On the magic of version 3 (quick thoughts on the new iPad)

The iPad 3 adheres to the old saw in technology that there is magic in version 3. While it is true that this is in part due to how wonderfully rich the app ecosystem has become, from a pure hardware perspective, the combination of a 264 dpi display and a lightning fast cellular network is about as magical as the many reviews have claimed.

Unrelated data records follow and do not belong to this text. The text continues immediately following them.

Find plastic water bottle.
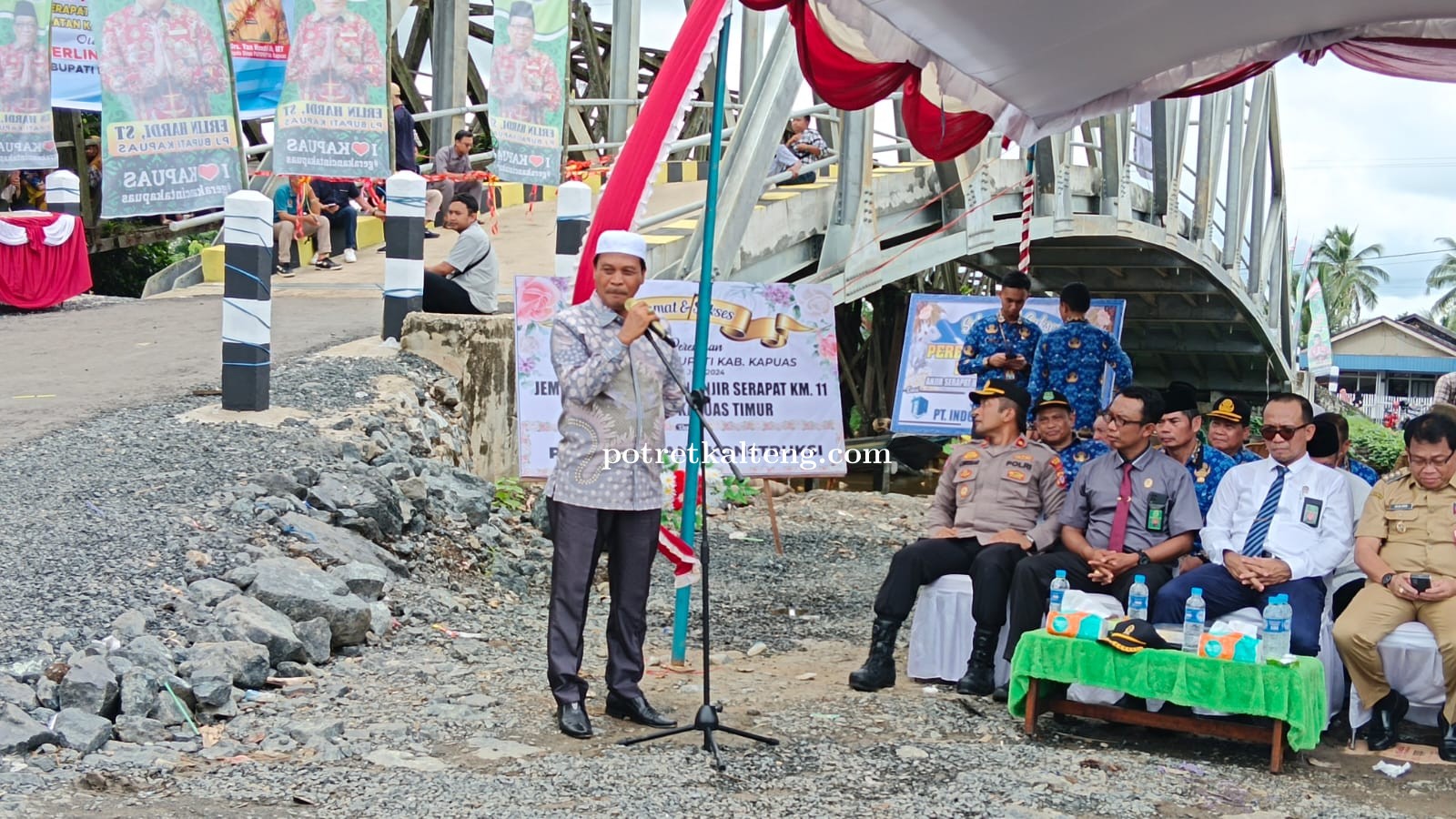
[1127,574,1148,620]
[1261,594,1294,662]
[1046,569,1072,613]
[1184,586,1208,654]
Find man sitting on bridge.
[849,379,1066,695]
[424,194,500,315]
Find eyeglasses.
[1407,451,1456,472]
[1259,424,1313,440]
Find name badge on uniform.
[1299,497,1325,526]
[1143,492,1168,532]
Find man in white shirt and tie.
[1153,393,1354,657]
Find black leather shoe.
[607,693,677,729]
[1436,714,1456,763]
[1366,691,1409,751]
[556,703,592,739]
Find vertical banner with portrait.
[0,0,60,170]
[274,0,391,179]
[490,0,571,185]
[890,293,1127,436]
[90,0,243,218]
[223,0,294,119]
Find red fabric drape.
[571,0,728,305]
[1163,60,1274,99]
[901,73,996,162]
[0,213,92,310]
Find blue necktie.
[1243,465,1289,557]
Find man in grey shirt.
[424,194,500,315]
[1006,386,1203,660]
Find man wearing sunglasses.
[1006,386,1203,660]
[1333,412,1456,763]
[1153,393,1354,657]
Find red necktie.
[1107,462,1133,552]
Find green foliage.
[495,478,529,511]
[1350,415,1405,475]
[90,239,182,298]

At HP, the ink and paper crowd was always obsessed with what was known as the "300 dpi barrier," the thought being that until affordable displays got there, there would still be plenty of room for consumers printing the stuff that wasn't going to get stuck to the refrigerator. From my perspective, the pre retina iPad had already eliminated that for most of the universe of printable disposable content, but this new display has killed one of the last bastions of the printed page: the mixed content (text & graphs), multi-column, full page (usually) PDF document. Just this weekend I was reading a Comscore report with a number of tables & graphs and for the first time ever, I didn't feel the need to print any part of it out. Incidentally, this was the market for the Kindle DX but unfortunately that device was never general purpose enough to merit its price tag.

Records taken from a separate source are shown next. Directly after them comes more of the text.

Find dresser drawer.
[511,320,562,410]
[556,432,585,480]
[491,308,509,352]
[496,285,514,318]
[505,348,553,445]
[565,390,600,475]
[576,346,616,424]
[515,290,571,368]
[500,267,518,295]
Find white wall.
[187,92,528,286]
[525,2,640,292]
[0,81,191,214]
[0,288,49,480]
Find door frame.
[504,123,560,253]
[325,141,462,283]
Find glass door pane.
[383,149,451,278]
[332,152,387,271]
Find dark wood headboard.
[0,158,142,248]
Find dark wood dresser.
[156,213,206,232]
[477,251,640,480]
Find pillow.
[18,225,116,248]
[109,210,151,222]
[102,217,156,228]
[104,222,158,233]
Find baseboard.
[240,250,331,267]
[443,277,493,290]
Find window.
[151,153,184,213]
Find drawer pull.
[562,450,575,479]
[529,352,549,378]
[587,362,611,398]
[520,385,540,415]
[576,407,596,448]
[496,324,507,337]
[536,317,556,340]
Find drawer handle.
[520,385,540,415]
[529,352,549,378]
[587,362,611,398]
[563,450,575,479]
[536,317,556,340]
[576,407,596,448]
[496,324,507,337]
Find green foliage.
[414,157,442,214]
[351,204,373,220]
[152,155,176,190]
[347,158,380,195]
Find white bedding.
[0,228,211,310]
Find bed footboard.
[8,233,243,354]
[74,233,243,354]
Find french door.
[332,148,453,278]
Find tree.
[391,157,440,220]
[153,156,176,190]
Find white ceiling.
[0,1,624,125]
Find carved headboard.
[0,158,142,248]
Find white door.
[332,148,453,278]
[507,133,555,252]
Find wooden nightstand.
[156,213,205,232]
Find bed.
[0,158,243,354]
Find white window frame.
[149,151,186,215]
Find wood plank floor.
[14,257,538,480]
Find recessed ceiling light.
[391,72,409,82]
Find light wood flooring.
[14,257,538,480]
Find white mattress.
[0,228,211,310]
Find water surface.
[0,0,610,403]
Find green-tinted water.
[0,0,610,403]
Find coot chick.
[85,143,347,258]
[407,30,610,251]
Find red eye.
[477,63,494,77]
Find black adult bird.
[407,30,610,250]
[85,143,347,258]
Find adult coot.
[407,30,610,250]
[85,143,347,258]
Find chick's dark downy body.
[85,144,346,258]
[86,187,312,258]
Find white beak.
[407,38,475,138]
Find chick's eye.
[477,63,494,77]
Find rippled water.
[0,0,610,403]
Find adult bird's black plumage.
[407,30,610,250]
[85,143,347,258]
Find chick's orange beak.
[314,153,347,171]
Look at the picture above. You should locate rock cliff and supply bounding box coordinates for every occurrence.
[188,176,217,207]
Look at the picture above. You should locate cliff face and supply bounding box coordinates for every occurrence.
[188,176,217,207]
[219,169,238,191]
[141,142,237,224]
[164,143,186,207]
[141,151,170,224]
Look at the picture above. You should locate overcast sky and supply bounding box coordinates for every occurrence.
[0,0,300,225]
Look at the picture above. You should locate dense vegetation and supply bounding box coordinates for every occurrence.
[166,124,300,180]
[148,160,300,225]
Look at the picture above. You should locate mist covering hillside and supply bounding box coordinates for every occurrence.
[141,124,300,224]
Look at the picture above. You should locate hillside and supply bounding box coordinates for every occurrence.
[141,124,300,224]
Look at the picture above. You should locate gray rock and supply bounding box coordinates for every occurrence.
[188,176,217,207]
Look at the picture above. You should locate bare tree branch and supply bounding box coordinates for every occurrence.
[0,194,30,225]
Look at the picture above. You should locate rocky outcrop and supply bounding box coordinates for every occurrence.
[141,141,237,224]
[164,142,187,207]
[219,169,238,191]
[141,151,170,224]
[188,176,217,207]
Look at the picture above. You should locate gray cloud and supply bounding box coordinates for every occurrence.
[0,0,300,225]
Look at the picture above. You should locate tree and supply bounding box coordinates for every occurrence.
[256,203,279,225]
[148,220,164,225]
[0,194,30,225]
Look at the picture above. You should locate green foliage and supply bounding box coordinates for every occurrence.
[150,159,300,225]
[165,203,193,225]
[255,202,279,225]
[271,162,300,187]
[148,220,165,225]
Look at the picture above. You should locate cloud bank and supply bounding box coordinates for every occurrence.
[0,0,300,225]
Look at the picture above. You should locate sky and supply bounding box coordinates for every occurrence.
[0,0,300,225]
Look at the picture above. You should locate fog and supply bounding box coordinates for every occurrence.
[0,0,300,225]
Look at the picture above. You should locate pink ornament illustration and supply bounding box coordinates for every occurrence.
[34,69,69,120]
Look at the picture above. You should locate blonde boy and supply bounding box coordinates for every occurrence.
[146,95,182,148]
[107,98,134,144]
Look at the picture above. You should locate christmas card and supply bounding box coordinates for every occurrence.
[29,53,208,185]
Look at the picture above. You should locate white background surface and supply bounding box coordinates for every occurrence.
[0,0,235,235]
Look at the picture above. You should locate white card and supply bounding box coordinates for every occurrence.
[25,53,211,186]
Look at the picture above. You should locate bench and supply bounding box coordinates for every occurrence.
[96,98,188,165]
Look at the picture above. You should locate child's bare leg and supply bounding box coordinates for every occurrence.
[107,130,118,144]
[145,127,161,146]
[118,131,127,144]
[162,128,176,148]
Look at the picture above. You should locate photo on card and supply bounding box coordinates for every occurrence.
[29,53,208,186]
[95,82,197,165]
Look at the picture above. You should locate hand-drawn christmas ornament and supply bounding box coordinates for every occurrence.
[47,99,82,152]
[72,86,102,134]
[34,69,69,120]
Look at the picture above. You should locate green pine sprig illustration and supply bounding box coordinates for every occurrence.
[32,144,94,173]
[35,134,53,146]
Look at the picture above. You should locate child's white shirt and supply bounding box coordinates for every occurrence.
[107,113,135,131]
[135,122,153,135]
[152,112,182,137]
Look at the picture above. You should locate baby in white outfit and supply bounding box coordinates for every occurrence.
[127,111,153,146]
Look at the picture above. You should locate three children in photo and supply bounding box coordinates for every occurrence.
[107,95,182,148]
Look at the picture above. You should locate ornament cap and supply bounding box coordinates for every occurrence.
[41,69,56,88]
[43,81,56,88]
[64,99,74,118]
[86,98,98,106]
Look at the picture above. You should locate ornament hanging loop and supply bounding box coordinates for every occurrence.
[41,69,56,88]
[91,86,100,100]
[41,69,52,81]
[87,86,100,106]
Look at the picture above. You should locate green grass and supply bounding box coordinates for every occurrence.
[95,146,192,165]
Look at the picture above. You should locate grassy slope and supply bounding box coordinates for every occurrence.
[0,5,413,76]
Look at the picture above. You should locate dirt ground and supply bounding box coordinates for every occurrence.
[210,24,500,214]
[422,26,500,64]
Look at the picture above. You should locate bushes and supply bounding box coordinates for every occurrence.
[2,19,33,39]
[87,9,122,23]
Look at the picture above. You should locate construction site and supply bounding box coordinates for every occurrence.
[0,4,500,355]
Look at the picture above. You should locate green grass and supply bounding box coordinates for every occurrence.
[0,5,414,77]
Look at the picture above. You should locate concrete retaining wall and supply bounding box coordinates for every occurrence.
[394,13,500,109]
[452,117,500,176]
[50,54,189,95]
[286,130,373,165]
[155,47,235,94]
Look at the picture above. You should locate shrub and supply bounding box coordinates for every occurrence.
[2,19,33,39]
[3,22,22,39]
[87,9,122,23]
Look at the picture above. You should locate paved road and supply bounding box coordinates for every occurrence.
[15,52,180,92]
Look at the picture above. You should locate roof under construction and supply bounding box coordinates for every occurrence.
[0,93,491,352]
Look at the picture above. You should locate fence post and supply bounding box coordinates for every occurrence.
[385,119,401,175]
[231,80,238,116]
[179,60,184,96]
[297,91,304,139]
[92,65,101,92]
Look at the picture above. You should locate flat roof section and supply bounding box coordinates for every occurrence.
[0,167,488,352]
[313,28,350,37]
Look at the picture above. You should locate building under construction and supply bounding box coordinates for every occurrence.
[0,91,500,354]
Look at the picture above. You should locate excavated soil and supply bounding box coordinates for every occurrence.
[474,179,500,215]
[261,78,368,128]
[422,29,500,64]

And on the network side, it is hard to explain the improvement until you experience it. Or rather, it is easy to conceptually understand the impact of more bandwidth, and slightly less easy but still possible to grok lower latency. But LTE feels ever better than the sum of those two factors. Quite simply it just feels more immediate. Struck by what the cause might be for this, I spent a little time poking around the Qualcomm site and came across this paper (consumed on the retina display of course) that argued that startup time from a "cold modem" (one which starts from an idle state) is quite a bit faster on an LTE connection than on a HSPDA (3G) one (about 3X), driven largely by improvements in signaling. And while it is true that most tablets live and die on wifi (92% of data traffic according to Comscore is coming from Wifi connections as opposed to 25-50% for smartphones), I think the speed of this modem may be about to begin to change that particular "leave at home" use pattern.

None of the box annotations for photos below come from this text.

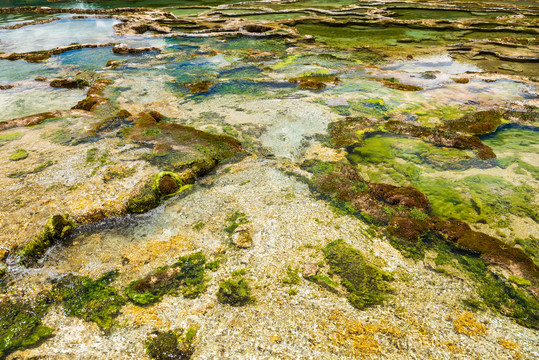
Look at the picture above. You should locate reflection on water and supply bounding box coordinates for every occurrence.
[0,19,120,52]
[382,54,481,74]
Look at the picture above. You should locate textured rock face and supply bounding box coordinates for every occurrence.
[0,0,539,360]
[232,225,253,249]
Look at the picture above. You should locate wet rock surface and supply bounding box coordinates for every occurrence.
[0,0,539,359]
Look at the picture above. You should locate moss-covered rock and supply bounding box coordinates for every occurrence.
[9,149,28,161]
[126,169,195,214]
[53,271,125,329]
[19,215,74,265]
[125,252,207,305]
[217,277,254,306]
[324,240,390,309]
[146,328,196,360]
[0,296,54,359]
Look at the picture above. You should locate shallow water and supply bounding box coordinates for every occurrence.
[0,19,119,52]
[0,0,539,360]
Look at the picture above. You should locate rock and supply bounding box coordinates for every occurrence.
[105,60,120,69]
[421,71,436,80]
[243,24,273,33]
[49,78,90,89]
[302,262,318,279]
[232,225,253,249]
[326,96,348,106]
[112,44,160,55]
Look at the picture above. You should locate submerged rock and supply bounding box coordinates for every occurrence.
[232,225,253,249]
[112,44,161,55]
[19,215,74,265]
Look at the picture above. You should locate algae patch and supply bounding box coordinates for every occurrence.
[19,215,74,265]
[53,271,125,329]
[146,328,196,360]
[324,240,390,309]
[0,299,54,359]
[125,252,207,305]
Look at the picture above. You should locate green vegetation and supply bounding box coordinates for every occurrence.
[86,147,110,165]
[146,328,196,360]
[127,171,194,214]
[8,160,54,178]
[193,221,206,231]
[125,252,207,305]
[0,297,54,359]
[324,240,390,309]
[19,215,74,265]
[515,236,539,266]
[0,133,24,143]
[282,266,301,285]
[9,149,28,161]
[41,129,73,145]
[217,269,255,306]
[429,242,539,329]
[53,271,125,329]
[225,211,249,235]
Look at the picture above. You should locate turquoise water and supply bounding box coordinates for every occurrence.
[0,19,119,52]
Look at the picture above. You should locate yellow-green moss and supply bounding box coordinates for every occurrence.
[19,215,74,265]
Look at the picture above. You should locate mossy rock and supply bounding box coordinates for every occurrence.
[0,132,24,143]
[217,278,254,306]
[146,328,196,360]
[53,271,125,329]
[324,240,390,309]
[19,215,74,265]
[9,149,28,161]
[125,252,207,305]
[0,297,54,359]
[446,110,502,135]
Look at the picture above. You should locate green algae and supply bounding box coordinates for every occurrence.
[435,243,539,329]
[324,239,390,309]
[282,266,301,285]
[125,252,207,305]
[8,160,54,178]
[145,328,197,360]
[420,175,539,226]
[225,211,249,235]
[0,132,24,143]
[0,296,54,359]
[515,236,539,267]
[41,129,74,145]
[9,149,28,161]
[126,171,194,214]
[19,215,74,265]
[53,270,125,330]
[217,276,254,306]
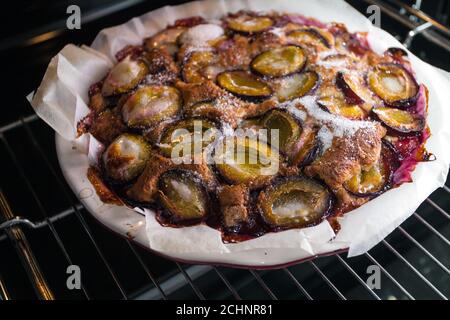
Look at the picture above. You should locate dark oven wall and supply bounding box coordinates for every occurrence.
[0,0,450,299]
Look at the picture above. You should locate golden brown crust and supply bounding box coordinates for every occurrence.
[127,151,216,202]
[82,12,427,240]
[218,185,249,228]
[90,109,126,145]
[305,124,386,189]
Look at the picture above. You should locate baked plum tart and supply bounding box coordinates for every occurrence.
[78,11,431,242]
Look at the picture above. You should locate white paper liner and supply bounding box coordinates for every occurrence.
[31,0,450,264]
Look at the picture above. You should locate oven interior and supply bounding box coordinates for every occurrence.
[0,0,450,300]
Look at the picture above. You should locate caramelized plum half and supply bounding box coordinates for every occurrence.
[183,51,215,83]
[251,46,306,77]
[158,118,220,157]
[372,107,425,133]
[288,27,333,48]
[262,110,302,153]
[277,71,320,102]
[214,136,280,187]
[158,170,209,223]
[102,133,150,183]
[367,64,419,107]
[290,127,322,166]
[122,85,181,127]
[258,176,333,229]
[344,142,399,197]
[144,26,187,55]
[102,56,148,96]
[217,71,272,99]
[318,87,366,119]
[227,14,274,33]
[336,72,364,105]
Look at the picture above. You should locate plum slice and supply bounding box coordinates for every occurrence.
[158,118,220,158]
[183,51,215,83]
[277,71,320,102]
[336,72,364,105]
[258,176,333,229]
[367,63,419,107]
[102,133,150,183]
[372,107,425,133]
[288,27,333,48]
[122,85,181,128]
[262,110,302,153]
[317,86,366,119]
[251,46,306,77]
[158,170,209,223]
[102,56,149,97]
[144,26,187,55]
[227,13,274,33]
[214,136,280,187]
[344,141,399,197]
[217,70,272,99]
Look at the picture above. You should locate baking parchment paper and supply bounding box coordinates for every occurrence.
[28,0,450,257]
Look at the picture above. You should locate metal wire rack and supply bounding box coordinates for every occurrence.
[0,0,450,300]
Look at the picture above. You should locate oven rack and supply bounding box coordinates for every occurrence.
[0,0,450,300]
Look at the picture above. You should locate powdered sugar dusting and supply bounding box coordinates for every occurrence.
[316,59,347,69]
[317,126,334,152]
[269,28,285,38]
[279,96,376,152]
[180,24,223,47]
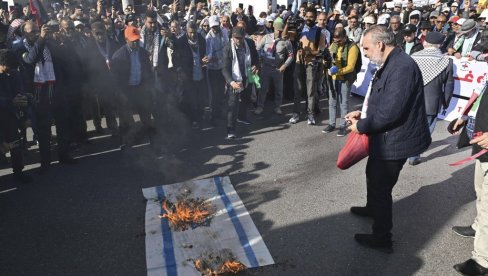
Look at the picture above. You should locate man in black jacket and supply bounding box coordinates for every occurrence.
[112,26,154,148]
[222,27,259,139]
[84,22,119,135]
[0,49,32,183]
[346,25,431,252]
[174,22,208,127]
[17,21,76,173]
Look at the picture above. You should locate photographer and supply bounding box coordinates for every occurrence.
[0,49,32,183]
[17,21,76,173]
[254,22,293,115]
[289,8,327,125]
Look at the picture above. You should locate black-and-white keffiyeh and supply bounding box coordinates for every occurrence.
[412,48,449,86]
[24,39,56,83]
[141,26,161,67]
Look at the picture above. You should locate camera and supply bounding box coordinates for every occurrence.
[286,16,305,30]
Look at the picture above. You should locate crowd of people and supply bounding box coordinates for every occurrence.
[0,0,488,275]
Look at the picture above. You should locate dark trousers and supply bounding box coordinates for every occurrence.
[366,158,406,239]
[0,109,24,173]
[69,88,88,142]
[293,64,318,115]
[226,85,252,130]
[84,87,118,133]
[34,84,72,167]
[207,69,225,119]
[183,79,207,122]
[120,85,154,142]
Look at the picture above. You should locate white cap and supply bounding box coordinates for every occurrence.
[478,9,488,18]
[208,15,220,28]
[363,16,376,24]
[73,20,85,28]
[456,18,466,26]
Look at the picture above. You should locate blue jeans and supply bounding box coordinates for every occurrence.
[329,80,351,127]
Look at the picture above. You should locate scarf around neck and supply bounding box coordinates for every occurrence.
[412,48,450,86]
[141,26,161,67]
[24,39,56,83]
[230,39,251,92]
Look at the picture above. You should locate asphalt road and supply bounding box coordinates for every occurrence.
[0,95,475,275]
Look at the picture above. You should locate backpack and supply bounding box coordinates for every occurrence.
[351,42,363,74]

In fact, for the first time since the launch of the original iPad, I am now convinced that we've got a fundamentally different platform for which a new class of productivity applications ought to emerge. Something like the new iPhoto but on steroids since it should go way beyond leveraging the direct manipulation interface to using both the resolution of the display and the network in new and unexpected ways. It's too early to tell but my money is on new types of collaborative applications that leverage the high pixel density to navigate large datasets and the realtime nature of persistent and lightning-fast connectivity to put the collaboration in environments where users have been forced on "batch" mode for compute resources. Architects, field folks, and even presenters at conferences are a few of the examples I can think of for starters.

Finally, it bears mentioning that the iPad3 will likely not remain the only entrant (nor even necessarily the dominant entrant) in the market now that it has defined the spec that everyone else needs to hit now that it has, at least in my mind, validated the category as more than a portable television crossed with a poor man's laptop.

I am sold. Down with laptops and up with the strokable slates!